Szabolcs Nagy <
n...@port70.net> writes:
> Tim Rentsch <
t...@alumni.caltech.edu> wrote:
>> Szabolcs Nagy <
n...@port70.net> writes:
>>>
>>> otherwise i think this is a modern requirement, historical
>>> implementations do not support multi-byte encoding properly
>>
>> Multi-byte characters have been included in C since (at least)
>> the first ISO standard in 1990. Are you suggesting that C90
>> implementations deserve no consideration in discussing this
>> topic? If so I disagree.
>
> i am aware of that..
>
> my wording was wrong, what i meant was that historically there
> was no need for a system to use multi-byte in the c locale,
> because they did not support a universal character set, but
> a mix of character sets with various encodings
Check your facts. ISO C has had universal character names for
fourteen years. It wasn't a compelling argument to change the
"C" locale in the past, and it isn't now.
>> This argument seems backwards. One should never use non-basic
>> characters in an ordinary string literal, because they aren't
>> portable. That's why there are wide-character constants and
>> string literals, which have been in C since C90.
>
> wide character string literals make things worse (they are
> non-portable and hard to use correctly and not what is needed
> usually)
But wide-character string constants using non-basic characters
are more portable than normal string constants, because wide
characters are required to be large enough to represent all
characters in the extended character set. If wide-character
string constants shouldn't be used because they aren't portable,
that applies in spades to regular string constants.
> i agree if portability matters then only basic characters should
> be used in string literals
>
> an implementation may still want to support multi-byte in string
> literals correctly and since the c locale gives "a minimal environment
> for C translation" it requires multi-byte then on such a platform
This is a circular argument. An implementation that chooses to
have multi-byte characters in the "C" locale obviously needs to
have a "C" locale that uses multi-byte characters.

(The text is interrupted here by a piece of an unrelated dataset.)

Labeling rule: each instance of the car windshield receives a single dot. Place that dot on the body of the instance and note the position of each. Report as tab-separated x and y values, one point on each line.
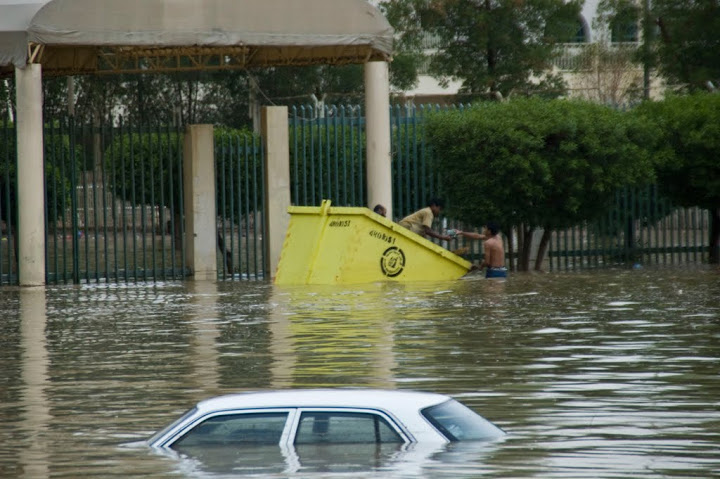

>>> there are performance issues as well: on posix, with uselocale
>>> etc apis, locale is thread specific which means multi-byte apis
>>> should branch on (or dereference) thread local storage to dispatch
>>> between the different decoders and that is very slow on some
>>> architectures (so if the c locale is required to be single byte,
>>> but the implementation wants to support non-english languages as
>>> well then it has to support at least two encodings which means
>>> mbrtowc etc will be slow and thus anything that processes the
>>> input character-by-character)
>>
>> This argument is not compelling, for a couple of reasons.
>>
>> One is that many of the key functions (eg, isalpha()) will need
>> to be different in different locales even if all the encodings
>> are the same. So having a single encoding doesn't buy you
>> anything in those cases, and they are common cases.
>
> you assume that the implementation provides different locales
>
> currently it is only required to provide the c locale
Check your facts. ISO C has required a minimum of two supported
locales since 1990.
> a minimal implementation may want to support utf8 text but no
> other locales (this is currently a valid implementation as far
> as i can see and does not have any performance problems)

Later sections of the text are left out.